Il existe depuis longtemps un débat entre la place de l'enseignement et celle de la recherche dans la progression de carrière d'un enseignant universitaire. Hélas, de très nombreux universitaires attestent que l'enseignement n'est pas valorisé, voire presque dévalorisé dans leur université, leur faculté des sciences de la santé, leur département ou leur programme de formation. De plus, ils confirment que ce sont plutôt les activités de recherche scientifique qui reçoivent la plus grande part de l'attention, de l'encouragement et de la valorisation, et qui ont les conséquences les plus positives sur la progression de carrière de l'enseignant universitaire.

Le but de cette contribution est de développer, au service de la communauté universitaire et hospitalo-universitaire, des arguments et des réflexions sur les conditions nécessaires pour que l'enseignement soit valorisé, car les responsables universitaires ont du mal à prendre une décision franche pour donner de la visibilité à l'acte d’enseigner. Pourtant, la première condition pour le valoriser est qu'ils lui accordent un appui incontestable, et qui doit outrepasser les discours vaillants sur son intérêt pour l'amélioration de l'enseignement universitaire et donc des apprentissages.

En effet, pour que l'acte d’enseigner soit valorisé, les responsables de l’enseignement supérieur, les autorités universitaires et des facultés des sciences de la santé devraient lui procurer de la visibilité, faire des propositions et prendre des actions concrètes qui motivent les enseignants, appuient les enseignements et couronnent les réalisations et les travaux louables en enseignement. C'est la condition sine qua non et elle exige une prise de décision pédagogique forte.

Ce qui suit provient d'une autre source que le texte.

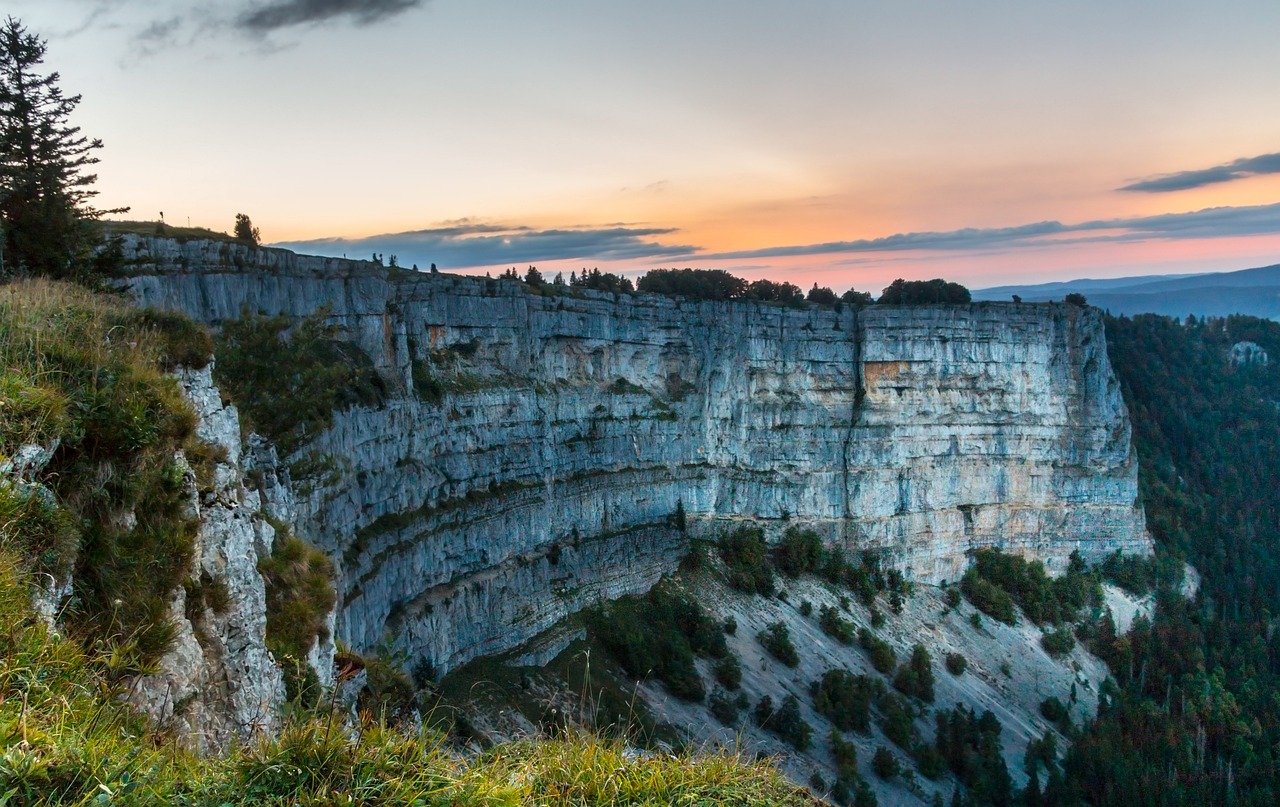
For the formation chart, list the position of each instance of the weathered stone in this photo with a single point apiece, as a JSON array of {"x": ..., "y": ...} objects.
[{"x": 219, "y": 683}]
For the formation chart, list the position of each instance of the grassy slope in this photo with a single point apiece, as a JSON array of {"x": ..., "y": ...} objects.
[{"x": 87, "y": 373}]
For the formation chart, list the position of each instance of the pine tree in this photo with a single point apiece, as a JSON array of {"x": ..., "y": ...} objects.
[{"x": 49, "y": 227}]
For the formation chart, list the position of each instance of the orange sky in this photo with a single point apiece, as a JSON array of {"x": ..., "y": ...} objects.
[{"x": 731, "y": 127}]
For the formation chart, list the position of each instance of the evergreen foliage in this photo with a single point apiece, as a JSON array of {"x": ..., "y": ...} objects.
[
  {"x": 72, "y": 741},
  {"x": 746, "y": 557},
  {"x": 602, "y": 281},
  {"x": 696, "y": 283},
  {"x": 970, "y": 746},
  {"x": 799, "y": 552},
  {"x": 777, "y": 641},
  {"x": 288, "y": 382},
  {"x": 659, "y": 634},
  {"x": 845, "y": 698},
  {"x": 250, "y": 235},
  {"x": 785, "y": 721},
  {"x": 1193, "y": 717},
  {"x": 880, "y": 651},
  {"x": 915, "y": 676},
  {"x": 997, "y": 582},
  {"x": 923, "y": 292}
]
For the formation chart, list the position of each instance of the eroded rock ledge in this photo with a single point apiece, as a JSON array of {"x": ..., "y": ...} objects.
[{"x": 566, "y": 431}]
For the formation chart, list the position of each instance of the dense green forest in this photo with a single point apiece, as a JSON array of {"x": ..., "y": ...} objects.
[{"x": 1194, "y": 714}]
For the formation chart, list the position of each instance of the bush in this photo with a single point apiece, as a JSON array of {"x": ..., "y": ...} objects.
[
  {"x": 988, "y": 598},
  {"x": 777, "y": 641},
  {"x": 845, "y": 755},
  {"x": 799, "y": 552},
  {"x": 74, "y": 742},
  {"x": 696, "y": 283},
  {"x": 999, "y": 580},
  {"x": 880, "y": 651},
  {"x": 659, "y": 634},
  {"x": 915, "y": 679},
  {"x": 923, "y": 292},
  {"x": 745, "y": 554},
  {"x": 836, "y": 627},
  {"x": 822, "y": 295},
  {"x": 885, "y": 764},
  {"x": 289, "y": 384},
  {"x": 845, "y": 700},
  {"x": 298, "y": 596},
  {"x": 951, "y": 597},
  {"x": 1059, "y": 642},
  {"x": 972, "y": 749},
  {"x": 785, "y": 721},
  {"x": 726, "y": 707}
]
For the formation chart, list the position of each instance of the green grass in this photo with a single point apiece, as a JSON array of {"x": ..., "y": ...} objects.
[
  {"x": 65, "y": 738},
  {"x": 165, "y": 231},
  {"x": 87, "y": 374}
]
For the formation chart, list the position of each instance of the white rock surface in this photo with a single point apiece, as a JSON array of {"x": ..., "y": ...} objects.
[
  {"x": 219, "y": 683},
  {"x": 571, "y": 428}
]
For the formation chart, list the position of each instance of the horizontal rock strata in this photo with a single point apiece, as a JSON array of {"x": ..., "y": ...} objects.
[{"x": 563, "y": 432}]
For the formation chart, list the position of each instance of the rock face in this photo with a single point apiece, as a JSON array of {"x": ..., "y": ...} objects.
[
  {"x": 219, "y": 683},
  {"x": 539, "y": 446}
]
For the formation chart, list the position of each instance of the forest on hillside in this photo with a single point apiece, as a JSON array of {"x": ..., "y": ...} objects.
[{"x": 1194, "y": 714}]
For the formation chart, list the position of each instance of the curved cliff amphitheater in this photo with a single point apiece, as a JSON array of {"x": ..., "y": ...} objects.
[{"x": 542, "y": 465}]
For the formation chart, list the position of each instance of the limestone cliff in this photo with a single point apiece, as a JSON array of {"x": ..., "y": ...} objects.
[
  {"x": 219, "y": 683},
  {"x": 538, "y": 446}
]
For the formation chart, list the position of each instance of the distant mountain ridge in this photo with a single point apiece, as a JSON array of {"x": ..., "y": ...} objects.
[{"x": 1247, "y": 291}]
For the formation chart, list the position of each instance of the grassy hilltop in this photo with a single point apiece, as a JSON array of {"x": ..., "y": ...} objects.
[{"x": 86, "y": 377}]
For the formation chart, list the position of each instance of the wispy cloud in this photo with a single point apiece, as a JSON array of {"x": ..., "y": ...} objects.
[
  {"x": 266, "y": 17},
  {"x": 1208, "y": 223},
  {"x": 467, "y": 244},
  {"x": 1228, "y": 172},
  {"x": 156, "y": 27}
]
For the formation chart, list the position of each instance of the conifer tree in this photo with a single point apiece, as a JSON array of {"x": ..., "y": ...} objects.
[{"x": 45, "y": 186}]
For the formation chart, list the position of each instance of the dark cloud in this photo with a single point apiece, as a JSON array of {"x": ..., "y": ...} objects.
[
  {"x": 274, "y": 14},
  {"x": 1185, "y": 179},
  {"x": 1208, "y": 223},
  {"x": 466, "y": 244}
]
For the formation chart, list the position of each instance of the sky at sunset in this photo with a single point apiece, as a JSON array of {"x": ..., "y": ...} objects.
[{"x": 845, "y": 144}]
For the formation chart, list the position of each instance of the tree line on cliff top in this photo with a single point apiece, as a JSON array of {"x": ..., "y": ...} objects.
[{"x": 720, "y": 285}]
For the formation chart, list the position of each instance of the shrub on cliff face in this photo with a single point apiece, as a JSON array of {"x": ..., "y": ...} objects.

En d’autres termes, il est certain que pour encourager les enseignants universitaires à s'engager en enseignement, les autorités doivent assumer une responsabilité pédagogique fondamentale : soutenir clairement les activités d'enseignement, reconnaître au grand jour leurs réalisations et travaux et les féliciter en célébrant avec eux les succès obtenus et les défis surmontés.

Hélas, la réalité quotidienne des enseignants universitaires est toute autre, car ils font face à plusieurs défis auxquels ils sont appelés à s'adapter, tels le renouvellement rapide des connaissances, la problématique linguistique, l'intrusion des nouvelles technologies dans l'enseignement, les caractéristiques des étudiants, leur responsabilité administrative, de chercheur, leur contexte socioprofessionnel et finalement leur responsabilité socioculturelle envers la société.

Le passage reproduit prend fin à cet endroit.